One of the things that makes it hard to train a model to detect redactions in documents is the fact that there are lots of kinds of redactions. Not only were different tools or methods used at different times, but even organisations and agencies from the same country or government didn’t always share redaction practices.
I took a bit of time to try to understand the different kinds of redactions in my (pretty huge) data set. I didn’t have any special process for selecting these images; I randomly sorted the immediate ~70,000 images I have collected and looked through to try to identify some patterns.
Taking a close look at the actual parts of images that contain redactions gives me a better sense of the challenges involved in detecting those redactions. As I iterate through my collection of images, I can start to build up an intuitive sense of where class imbalances might exist. Among the images that contain redactions, for example, which ones are most represented and which contain fewer examples? In general, where do I need to focus my efforts when it comes to improving my model?
The first easy distinction to draw is that between digital and hand-applied redactions.

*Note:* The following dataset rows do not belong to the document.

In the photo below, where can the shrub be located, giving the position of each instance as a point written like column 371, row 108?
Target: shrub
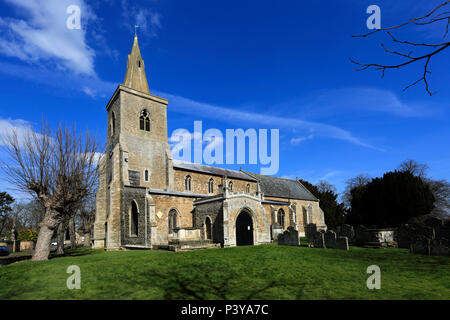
column 27, row 235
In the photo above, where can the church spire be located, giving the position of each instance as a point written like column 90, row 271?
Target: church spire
column 135, row 77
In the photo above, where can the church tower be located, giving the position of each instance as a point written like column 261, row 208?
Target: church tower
column 137, row 158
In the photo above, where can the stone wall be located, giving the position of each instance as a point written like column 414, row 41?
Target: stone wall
column 289, row 237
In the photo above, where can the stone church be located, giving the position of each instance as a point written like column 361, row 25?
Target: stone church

It seems that the trend in this is towards digital redactions. Perhaps it is seen as less reliable, or perhaps it’s more time consuming to attach the reasons for redactions having happened. Perhaps, too, there are some legal reasons why each redaction needed to start having a specific reason applied to it.
At first glance, no pun intended, it would appear that digital redactions are much easier to recognise. They’re often uniform in how they are applied and are usually pretty blunt in their appearance. There are some non-redaction uses for totally black or grey boxes laid on top of text, but they aren’t common and it’s a pretty strong feature to have to predict.
Handwritten redactions are also easy to recognise, but potentially the borders are harder to make out. Sometimes having a thinner pen with which redactions are applied might make it slightly less accurate.
It is more practically important to distinguish between redactions that are easy to recognise vs ones that take some time to notice. I can use my own speed at noticing the redaction on a page as a gauge. It’s not a perfect analogy, but Jeremy Howard’s adage that if a human can reliably do some kind of classification or object detection, then probably a computer can as well. I guess the inverse is also true: if a human will find it hard to recognise a particular feature in an image, then a computer will probably also find it hard.
There isn’t much point spending too long with the ‘easy’ redactions. These are usually whatever is boxy and blunt. It’s the stereotype of a redacted document, one like what was used as the cover art on the (much-censored) Guantánamo Diary by Mohamedou Ould Slahi.
Sometimes you see that the entire page has been redacted with some kind of a coloured box. Other times entire columns of information has been redacted from a table. These definitely feel like they are the more recent types of redactions.
One thing that makes detecting redactions hard, on the other hand, is if the number of redactions is small. It stands to reason that lots of small redactions can stand out at first glance, whereas a single small redaction on one corner of the page is maybe harder to notice.
The hardest of redactions seems like it is in examples like this:
A white box on top of other white boxes! I often have to look quite closely at these to distinguish what is normal text and what is a redaction box. Some of them have a faint thin grey boundary box around them, which I guess ends up being pretty useful as a way to make that distinction. Surprisingly, the model that I’ve trained so far is not terrible at making these kinds of distinctions.
I have a few hundred annotated images so far, but I now have an intuitive sense of the hard parts of the object detection test. I also have a sense of how represented I feel like those hard parts are — not very.
As I wrote in my previous update on my progress in this project, the next step is very much to find ways to increase the volume of good training data that I’m using to train my model. Part of that will involve creating synthetic data, part of that will be using self-training to speed up my annotation, and of course another part will just be doing more manual annotation. I’ve already started work on creating the synthetic data. More on that next time!